However, I'm in my gentoo box posting from firefox...

For my uni wireless connection to work we need to use proxys, for firefox, I changed them. I also tried to use the network tools that came with gnome to ping google with and without setting proxy settings in the gnome preferences but I didn't get any results. Do I need to have the $http_proxy variable set too?

Now, a few differente questions.

1) Do I need to run dhcpcd eth1 everytime I want to connect to this vpn?

2) Is it possible to have net.eth0 to start at boot without messing around with eth1 (the wireless connection)? When i'm at home, I have wired connection to my router an no wireless, when i'm at the uni, I have only wireless and not wired.
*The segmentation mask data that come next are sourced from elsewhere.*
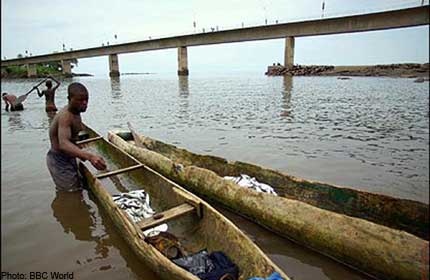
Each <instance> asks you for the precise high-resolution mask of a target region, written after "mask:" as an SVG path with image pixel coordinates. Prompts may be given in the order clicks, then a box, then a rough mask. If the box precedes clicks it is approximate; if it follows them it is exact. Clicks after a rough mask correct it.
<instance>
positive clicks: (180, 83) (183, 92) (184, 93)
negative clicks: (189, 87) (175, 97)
mask: <svg viewBox="0 0 430 280" xmlns="http://www.w3.org/2000/svg"><path fill="white" fill-rule="evenodd" d="M178 82H179V95H180V96H188V95H190V90H189V88H188V76H179V77H178Z"/></svg>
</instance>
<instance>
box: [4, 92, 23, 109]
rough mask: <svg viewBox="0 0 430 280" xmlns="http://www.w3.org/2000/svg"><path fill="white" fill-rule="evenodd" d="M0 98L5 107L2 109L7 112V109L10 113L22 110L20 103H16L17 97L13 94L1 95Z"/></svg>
mask: <svg viewBox="0 0 430 280" xmlns="http://www.w3.org/2000/svg"><path fill="white" fill-rule="evenodd" d="M2 98H3V101H4V103H6V107H5V108H4V109H5V110H6V111H8V112H9V107H10V110H11V111H22V110H24V105H22V103H16V102H17V97H16V96H15V95H13V94H8V93H7V92H3V93H2Z"/></svg>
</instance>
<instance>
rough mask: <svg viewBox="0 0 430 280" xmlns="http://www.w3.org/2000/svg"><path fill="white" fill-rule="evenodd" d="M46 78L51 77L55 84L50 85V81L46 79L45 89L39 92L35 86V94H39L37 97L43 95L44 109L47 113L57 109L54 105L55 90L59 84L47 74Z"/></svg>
mask: <svg viewBox="0 0 430 280" xmlns="http://www.w3.org/2000/svg"><path fill="white" fill-rule="evenodd" d="M48 79H52V80H53V81H54V82H55V83H56V85H55V86H54V87H52V81H50V80H47V81H46V83H45V85H46V89H45V90H43V91H42V92H40V91H39V89H38V88H37V87H36V88H35V89H36V90H37V95H39V97H42V96H44V95H45V111H46V112H47V113H48V112H56V111H57V110H58V109H57V107H56V106H55V91H56V90H57V88H58V87H59V86H60V82H59V81H57V80H56V79H54V78H53V77H52V76H48Z"/></svg>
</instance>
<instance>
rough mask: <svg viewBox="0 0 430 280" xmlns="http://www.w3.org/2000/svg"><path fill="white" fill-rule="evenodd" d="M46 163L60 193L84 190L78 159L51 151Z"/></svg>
mask: <svg viewBox="0 0 430 280" xmlns="http://www.w3.org/2000/svg"><path fill="white" fill-rule="evenodd" d="M46 163H47V165H48V169H49V172H50V173H51V176H52V179H53V180H54V183H55V187H56V189H57V190H58V191H69V192H73V191H78V190H81V189H82V179H81V176H80V174H79V172H78V164H77V161H76V158H74V157H71V156H69V155H67V154H65V153H62V152H59V151H55V150H52V149H50V150H49V151H48V154H47V155H46Z"/></svg>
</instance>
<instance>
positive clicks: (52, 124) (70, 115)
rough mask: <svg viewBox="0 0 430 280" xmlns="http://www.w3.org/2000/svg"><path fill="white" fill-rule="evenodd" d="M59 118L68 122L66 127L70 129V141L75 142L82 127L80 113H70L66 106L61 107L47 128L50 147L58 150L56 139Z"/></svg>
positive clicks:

3) What exactly are for the gnome proxy settings? I tried to use them without setting them in firefox but wouldn't work... which kind of apps use them?

4) Executing "dhcpcd eth1" the nameservers on /etc/resolv.conf will be changed, is it possible to set different nameservers for eth1 (wireless) and eth0 (wired)?

----------

## Nazgulled

can anyone enlighten me a little more...

----------

## ecosta

I was on holiday so wasn't able to answer... although not sure I can help much more...
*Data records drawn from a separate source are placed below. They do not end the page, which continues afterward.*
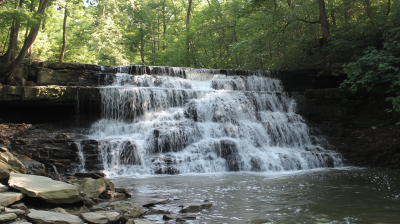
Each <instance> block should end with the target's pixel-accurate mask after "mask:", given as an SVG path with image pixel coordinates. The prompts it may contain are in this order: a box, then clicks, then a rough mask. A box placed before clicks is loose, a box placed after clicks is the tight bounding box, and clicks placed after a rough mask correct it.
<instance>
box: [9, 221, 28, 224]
mask: <svg viewBox="0 0 400 224" xmlns="http://www.w3.org/2000/svg"><path fill="white" fill-rule="evenodd" d="M10 224H32V223H31V222H26V221H15V222H12V223H10Z"/></svg>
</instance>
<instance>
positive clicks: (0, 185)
mask: <svg viewBox="0 0 400 224" xmlns="http://www.w3.org/2000/svg"><path fill="white" fill-rule="evenodd" d="M5 191H8V186H6V185H3V184H0V192H5Z"/></svg>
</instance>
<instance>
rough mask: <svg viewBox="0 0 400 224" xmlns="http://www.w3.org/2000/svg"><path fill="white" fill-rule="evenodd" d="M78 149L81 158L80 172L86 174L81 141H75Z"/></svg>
mask: <svg viewBox="0 0 400 224" xmlns="http://www.w3.org/2000/svg"><path fill="white" fill-rule="evenodd" d="M75 144H76V147H77V148H78V156H79V162H80V164H79V166H78V171H79V172H85V155H84V154H83V147H82V143H81V142H80V141H75Z"/></svg>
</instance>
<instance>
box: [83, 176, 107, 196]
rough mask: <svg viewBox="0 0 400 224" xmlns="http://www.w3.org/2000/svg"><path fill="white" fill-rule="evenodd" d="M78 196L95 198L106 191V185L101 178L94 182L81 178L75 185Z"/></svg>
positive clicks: (103, 181) (86, 179) (101, 178)
mask: <svg viewBox="0 0 400 224" xmlns="http://www.w3.org/2000/svg"><path fill="white" fill-rule="evenodd" d="M76 184H77V185H78V188H79V193H80V195H82V194H83V195H84V196H86V197H88V198H97V197H99V195H100V194H101V193H103V192H104V191H105V190H106V184H105V183H104V181H103V180H102V178H100V179H97V180H94V179H91V178H83V179H81V180H79V181H78V182H77V183H76Z"/></svg>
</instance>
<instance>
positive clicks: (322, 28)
mask: <svg viewBox="0 0 400 224" xmlns="http://www.w3.org/2000/svg"><path fill="white" fill-rule="evenodd" d="M318 7H319V19H320V23H321V31H322V37H323V38H324V42H325V44H326V43H327V41H328V38H329V37H331V33H330V31H329V23H328V17H327V16H326V10H325V1H324V0H318Z"/></svg>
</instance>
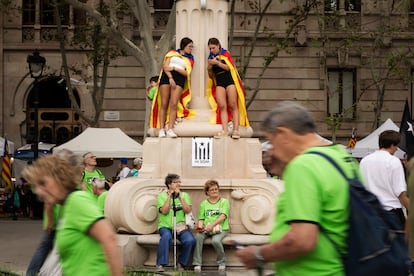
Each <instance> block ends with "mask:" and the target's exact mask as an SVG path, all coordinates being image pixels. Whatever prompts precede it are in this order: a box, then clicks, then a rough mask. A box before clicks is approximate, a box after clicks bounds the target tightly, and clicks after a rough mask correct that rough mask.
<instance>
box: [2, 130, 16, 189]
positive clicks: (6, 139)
mask: <svg viewBox="0 0 414 276" xmlns="http://www.w3.org/2000/svg"><path fill="white" fill-rule="evenodd" d="M1 180H2V183H3V186H5V187H8V188H9V189H10V190H11V189H12V188H13V187H12V183H11V166H10V154H9V145H8V144H7V138H6V139H4V151H3V162H2V166H1Z"/></svg>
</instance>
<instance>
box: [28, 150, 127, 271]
mask: <svg viewBox="0 0 414 276" xmlns="http://www.w3.org/2000/svg"><path fill="white" fill-rule="evenodd" d="M81 164H82V158H80V157H78V156H76V155H72V156H69V157H68V159H67V160H66V159H63V158H61V157H59V156H56V155H45V156H42V157H40V158H39V159H37V160H36V161H35V162H34V163H33V164H32V165H31V166H28V167H26V168H25V169H24V170H23V172H22V175H23V176H24V178H25V179H27V180H28V182H29V183H31V184H32V185H33V186H34V188H35V190H36V192H37V194H38V196H39V197H40V198H41V199H42V200H43V201H44V202H47V203H49V204H62V207H61V208H62V209H61V212H60V216H59V223H58V226H57V229H56V241H55V242H56V245H57V249H58V252H59V256H60V259H61V265H62V270H63V275H88V276H93V275H96V276H103V275H112V276H121V275H123V265H122V257H121V252H120V250H119V247H118V244H117V238H116V235H115V231H114V229H113V227H112V225H111V224H110V223H109V221H108V220H106V219H105V217H104V216H103V214H102V212H101V210H99V208H98V206H97V204H96V197H93V196H92V195H90V194H89V193H85V192H84V191H77V190H76V189H77V187H78V184H79V179H80V176H81V174H82V167H81Z"/></svg>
1) Your vpn connection should start a connection automatically (usually a ppp0) through the ethernet card of your choice.  If you run ifconfig it should show.  If it doesn't look at your logs for errors in connection.

2) you shouldn't have any conflicts between network cards as long as your routing tables are correct.
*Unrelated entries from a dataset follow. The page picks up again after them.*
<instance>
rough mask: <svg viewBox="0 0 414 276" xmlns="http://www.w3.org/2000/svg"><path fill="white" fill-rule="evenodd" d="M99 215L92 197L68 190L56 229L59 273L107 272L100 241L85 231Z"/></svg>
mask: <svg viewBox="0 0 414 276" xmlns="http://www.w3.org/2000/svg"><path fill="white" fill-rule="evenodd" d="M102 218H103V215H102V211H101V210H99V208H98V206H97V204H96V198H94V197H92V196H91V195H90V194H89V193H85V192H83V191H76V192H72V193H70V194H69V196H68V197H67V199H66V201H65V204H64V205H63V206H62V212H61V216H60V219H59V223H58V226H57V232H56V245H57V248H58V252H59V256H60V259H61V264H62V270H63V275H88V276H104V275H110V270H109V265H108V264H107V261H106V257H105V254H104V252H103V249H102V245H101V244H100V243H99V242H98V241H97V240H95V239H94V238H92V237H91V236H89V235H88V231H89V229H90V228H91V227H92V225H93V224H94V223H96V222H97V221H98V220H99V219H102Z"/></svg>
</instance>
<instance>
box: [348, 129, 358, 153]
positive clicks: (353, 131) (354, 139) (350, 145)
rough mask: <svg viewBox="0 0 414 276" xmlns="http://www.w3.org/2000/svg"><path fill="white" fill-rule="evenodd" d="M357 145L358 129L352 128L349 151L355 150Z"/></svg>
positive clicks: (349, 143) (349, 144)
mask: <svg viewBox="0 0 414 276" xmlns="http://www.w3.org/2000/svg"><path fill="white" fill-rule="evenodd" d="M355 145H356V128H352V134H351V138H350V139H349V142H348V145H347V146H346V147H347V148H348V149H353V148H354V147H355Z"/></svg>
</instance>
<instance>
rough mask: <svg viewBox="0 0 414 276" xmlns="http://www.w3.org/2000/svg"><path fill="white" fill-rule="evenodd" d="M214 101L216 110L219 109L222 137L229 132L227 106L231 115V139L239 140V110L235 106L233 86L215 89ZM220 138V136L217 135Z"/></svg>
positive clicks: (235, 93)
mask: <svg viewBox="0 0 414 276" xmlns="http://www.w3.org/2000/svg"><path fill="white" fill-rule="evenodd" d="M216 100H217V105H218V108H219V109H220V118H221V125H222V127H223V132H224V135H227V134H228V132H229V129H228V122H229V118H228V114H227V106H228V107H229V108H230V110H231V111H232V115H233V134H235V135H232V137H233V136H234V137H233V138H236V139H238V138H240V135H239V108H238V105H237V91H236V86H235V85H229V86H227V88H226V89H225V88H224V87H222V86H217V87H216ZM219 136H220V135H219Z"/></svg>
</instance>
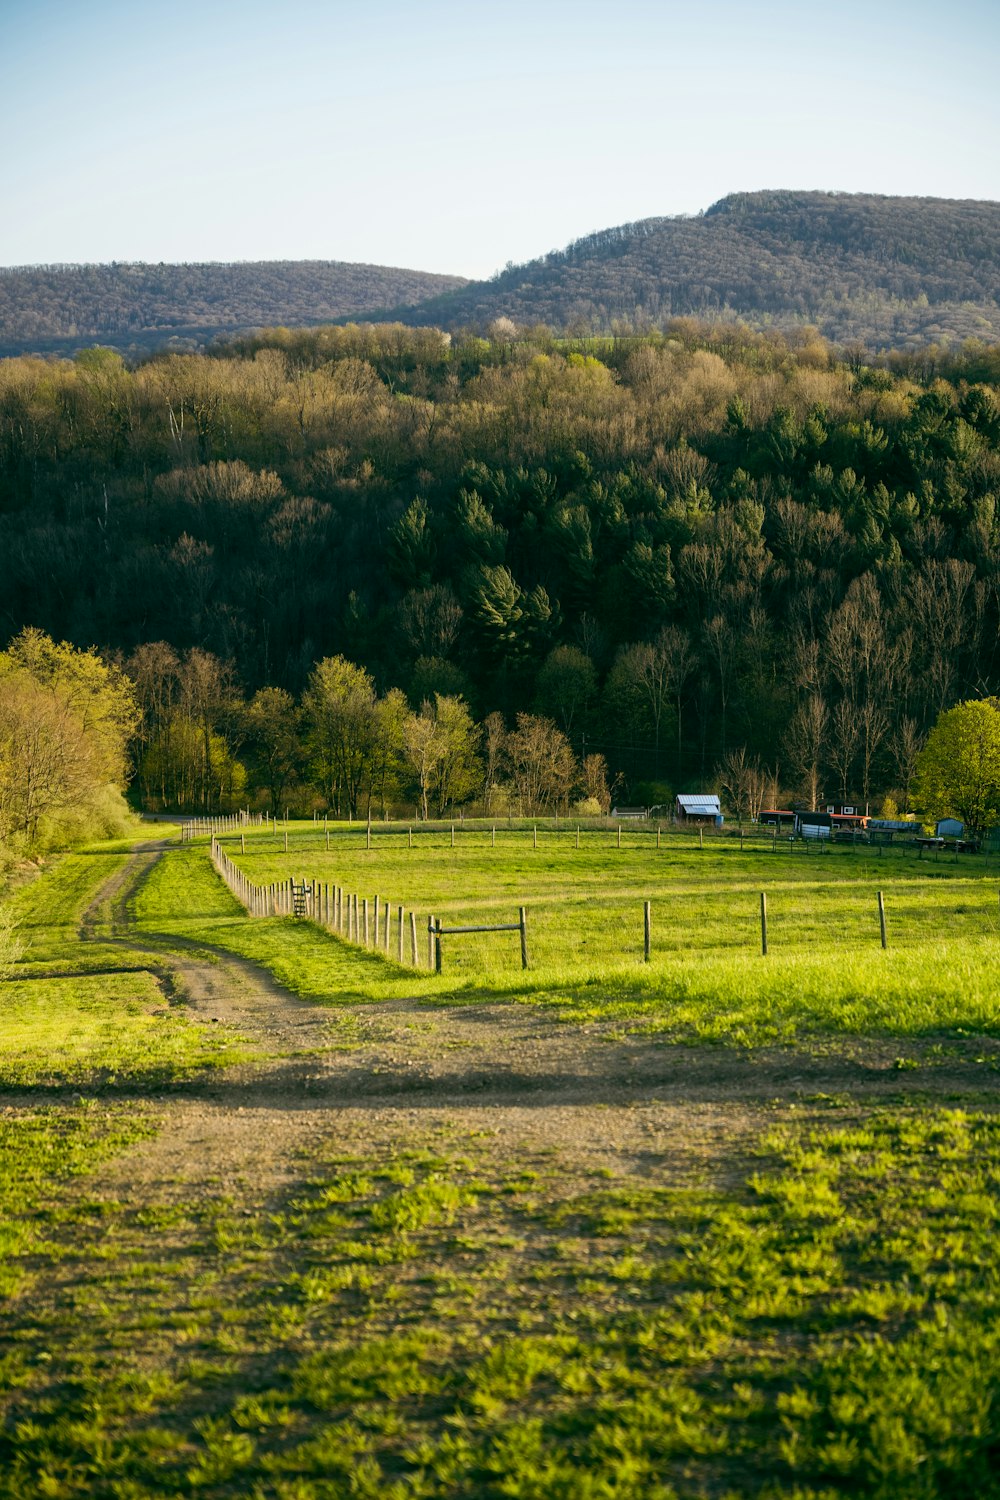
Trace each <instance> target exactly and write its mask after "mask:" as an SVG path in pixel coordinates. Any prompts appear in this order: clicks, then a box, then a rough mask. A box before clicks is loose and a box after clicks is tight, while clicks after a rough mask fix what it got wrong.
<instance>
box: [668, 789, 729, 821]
mask: <svg viewBox="0 0 1000 1500" xmlns="http://www.w3.org/2000/svg"><path fill="white" fill-rule="evenodd" d="M678 811H679V813H682V814H684V816H685V817H718V816H720V813H721V811H723V808H721V805H720V801H718V796H690V795H685V793H679V795H678Z"/></svg>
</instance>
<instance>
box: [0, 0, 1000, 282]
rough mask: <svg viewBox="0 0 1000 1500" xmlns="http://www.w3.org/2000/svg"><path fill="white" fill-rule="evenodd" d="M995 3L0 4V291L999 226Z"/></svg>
mask: <svg viewBox="0 0 1000 1500" xmlns="http://www.w3.org/2000/svg"><path fill="white" fill-rule="evenodd" d="M999 63H1000V5H999V3H997V0H951V3H948V5H942V3H940V0H934V3H930V0H867V3H859V0H844V3H838V5H826V6H823V5H822V3H814V0H813V3H810V0H795V3H789V0H760V3H750V0H744V3H738V0H685V3H681V0H532V3H528V0H508V3H505V5H502V6H501V5H496V6H493V5H478V3H475V0H465V3H457V0H423V3H421V0H408V3H406V0H364V3H360V0H351V3H348V0H282V3H277V0H274V3H268V5H265V3H261V0H201V3H195V0H168V3H165V5H151V3H150V0H0V266H25V264H39V263H42V264H51V263H79V261H253V260H339V261H367V263H375V264H381V266H406V267H412V269H417V270H429V272H447V273H454V275H463V276H474V278H481V276H489V275H492V273H493V272H495V270H498V269H501V267H502V266H504V264H507V263H508V261H513V263H520V261H525V260H529V258H532V257H535V255H541V254H544V252H546V251H550V249H556V248H562V246H564V245H567V243H568V242H570V240H573V239H577V237H579V236H583V234H589V233H591V231H594V229H601V228H607V226H610V225H616V223H625V222H630V220H634V219H645V217H649V216H654V214H675V213H699V211H700V210H703V208H706V207H709V205H711V204H712V202H715V201H717V199H718V198H721V196H724V195H726V193H729V192H741V190H754V189H760V187H798V189H802V187H819V189H828V190H840V192H880V193H919V195H930V196H940V198H993V199H1000V89H999V87H997V77H999V74H997V65H999Z"/></svg>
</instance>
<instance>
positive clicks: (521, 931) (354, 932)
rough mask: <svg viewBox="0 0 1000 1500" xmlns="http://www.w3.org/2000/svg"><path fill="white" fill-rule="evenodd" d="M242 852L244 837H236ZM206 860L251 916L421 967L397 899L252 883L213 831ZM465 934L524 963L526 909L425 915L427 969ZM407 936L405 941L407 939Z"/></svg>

3) I think that gnome proxy is only used for the gnome environement... they have for example a file manager that can also act as a browser... etc.

4) No need to set different DNS for each NIC.  If eth0 and eth1 need different DNS servers, just specify them both in resolv.conf

You should have a good look at your logs and dmesg and see what is wrong.  netstat -rn is also very important

 -Ed

----------

## Nazgulled

thanks for all the answer, I've been through many things to make it work and it seems to be working... thanks.

----------